Dessa forma, no período de um ano desenvolvi meu primeiro projeto literário, escrevi e datilografei em guardanapos um poema ou conto por dia, depois prendia esse resultado nas ruas por onde passava para ser encontrado por desconhecidos. Esse ritual diário me apontou um caminho de escrita, comecei circular por eventos literários e no mesmo ano lancei meu primeiro livro, que mesmo sendo independente sem representação de editoras e circulação nas livrarias, a primeira tiragem de 1000 exemplares esgotou em menos de um mês. Aos poucos fui compreendo que a literatura sempre esteve em mim, eu só precisei aceita-la e encarar de frente, como profissão, e não mais como um passatempo. O exercício de escrever poesia todos os dias como um ritual, me fez experimentar outros caminhos de escrita e até mesmo despertou a vontade de ler mais, saber mais. Ainda sei pouco, mas vou escrevendo diariamente com o pouco que aprendi.

DM Revista– Fale um pouco dos projetos que você participa e criou.

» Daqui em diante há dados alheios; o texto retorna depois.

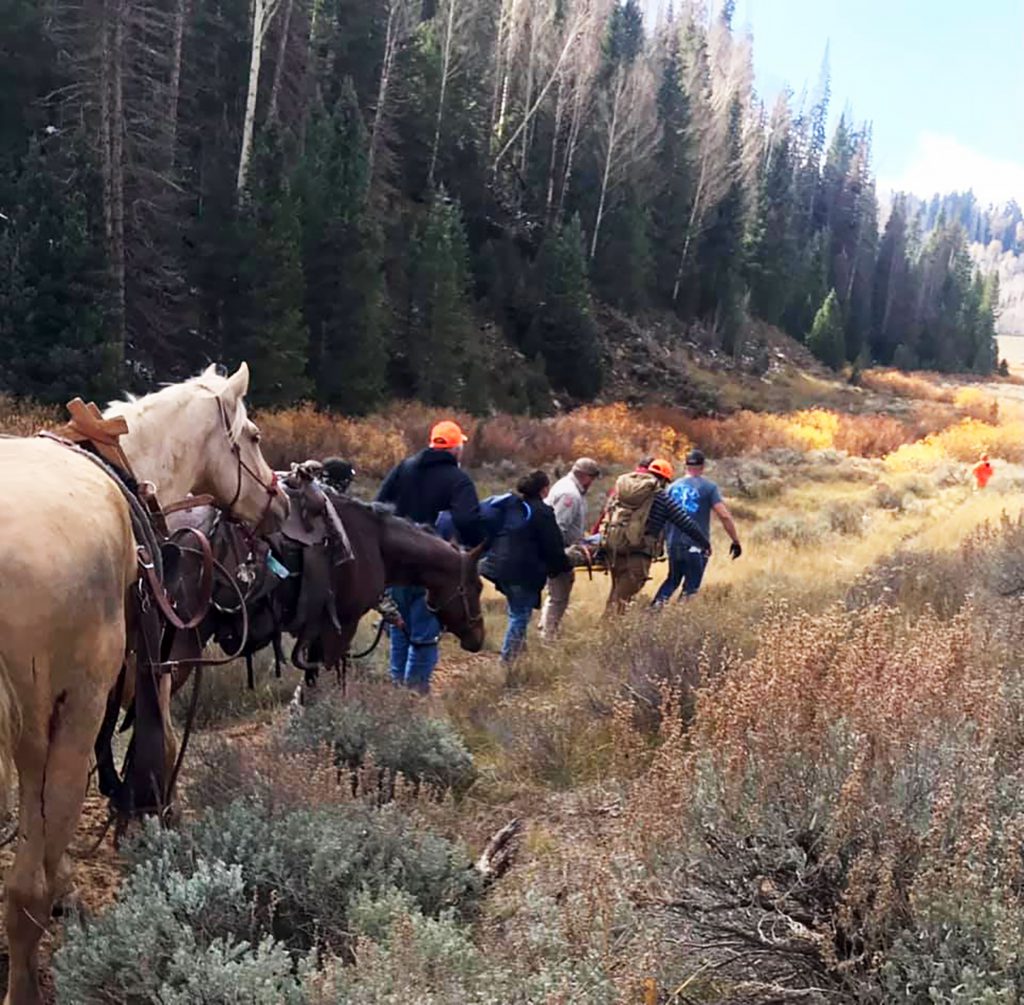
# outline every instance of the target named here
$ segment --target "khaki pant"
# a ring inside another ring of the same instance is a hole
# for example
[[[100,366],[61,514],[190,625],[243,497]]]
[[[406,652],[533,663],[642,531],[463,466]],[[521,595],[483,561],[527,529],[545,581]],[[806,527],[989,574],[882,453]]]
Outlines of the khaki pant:
[[[576,576],[572,572],[563,572],[560,576],[552,576],[548,580],[548,595],[544,601],[544,609],[540,612],[540,633],[546,642],[558,635],[558,628],[565,617],[569,606],[569,595]]]
[[[625,611],[629,602],[644,588],[650,571],[649,555],[616,555],[611,567],[612,590],[608,594],[605,614],[621,614]]]

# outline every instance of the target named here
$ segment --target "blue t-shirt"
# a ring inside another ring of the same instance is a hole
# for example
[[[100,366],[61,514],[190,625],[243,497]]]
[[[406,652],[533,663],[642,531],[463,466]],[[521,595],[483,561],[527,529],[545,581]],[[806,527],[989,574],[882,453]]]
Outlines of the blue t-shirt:
[[[711,540],[711,510],[722,501],[718,486],[707,478],[677,478],[669,487],[668,494],[693,517],[704,536]],[[689,534],[669,524],[666,537],[669,548],[697,548],[699,545]]]

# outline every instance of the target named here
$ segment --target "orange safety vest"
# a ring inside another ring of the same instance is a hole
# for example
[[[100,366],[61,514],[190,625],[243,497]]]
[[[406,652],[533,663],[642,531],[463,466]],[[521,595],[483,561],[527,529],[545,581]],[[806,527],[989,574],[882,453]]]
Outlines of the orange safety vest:
[[[988,485],[989,479],[992,477],[994,469],[988,461],[979,461],[974,465],[971,474],[974,475],[974,480],[978,483],[978,488],[983,489]]]

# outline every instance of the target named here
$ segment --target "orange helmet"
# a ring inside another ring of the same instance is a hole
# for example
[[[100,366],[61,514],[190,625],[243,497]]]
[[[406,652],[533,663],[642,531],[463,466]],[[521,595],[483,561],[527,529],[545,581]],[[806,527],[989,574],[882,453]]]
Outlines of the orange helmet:
[[[452,450],[461,447],[469,437],[457,422],[446,419],[430,430],[430,446],[435,450]]]
[[[647,465],[647,470],[652,475],[657,475],[659,478],[664,478],[665,481],[670,482],[675,477],[675,470],[672,467],[670,461],[666,461],[664,457],[655,457],[650,464]]]

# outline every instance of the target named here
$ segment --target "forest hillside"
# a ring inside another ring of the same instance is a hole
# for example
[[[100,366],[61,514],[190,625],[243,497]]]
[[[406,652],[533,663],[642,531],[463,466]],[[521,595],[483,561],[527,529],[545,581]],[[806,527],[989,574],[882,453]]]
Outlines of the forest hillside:
[[[264,406],[543,413],[617,381],[609,312],[755,369],[765,322],[990,372],[969,248],[1019,211],[883,218],[827,61],[767,107],[733,7],[0,0],[0,392],[245,358]]]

Comecei questionar o lugar do escritor que se isola em um ambiente para criar, um lugar comum para muitos escritores, mas eu-escritor queria o contato direto com o público-leitor, acabei indo para a rua e transformei as calçadas no meu lugar de trabalho, sou poeta de rua. Foi ainda em 2012 que criei o projeto “Guardanapos Poéticos”, e iniciei uma série de intervenções e ações literárias para a rua. Entre elas, destaco o “Troco um causo por um conto”, ação onde escuto histórias reais do público e transformo em poesia datilografada como um presente dessa troca para presentear o contador da história; outra ação é o “Poeminha para Puta”, onde retiro dos orelhões de São Paulo os classificados de prostituição e a partir da descrição do classificado escrevo um poema, depois ligo do orelhão para a prostituta e recito por telefone o poema que escrevi para ela; tem também o “Bala_vras” que utilizo um baleiro giratório com balas e palavras, o público pode sortear ou sugerir até 3 palavras que queiram que apareça em um poema, e eu escrevo o poema de imediato para presentear a pessoa. Enfim, são muitos os estímulos que utilizo para poetizar a rua e o público que circula por ela, é sempre gratuito para o público, de maneira individual e discreta, mas acredito na força que há nas miudezas. Sou um escritor que não pára, que sente prazer na troca humana e me encanto facilmente com a oralidade popular.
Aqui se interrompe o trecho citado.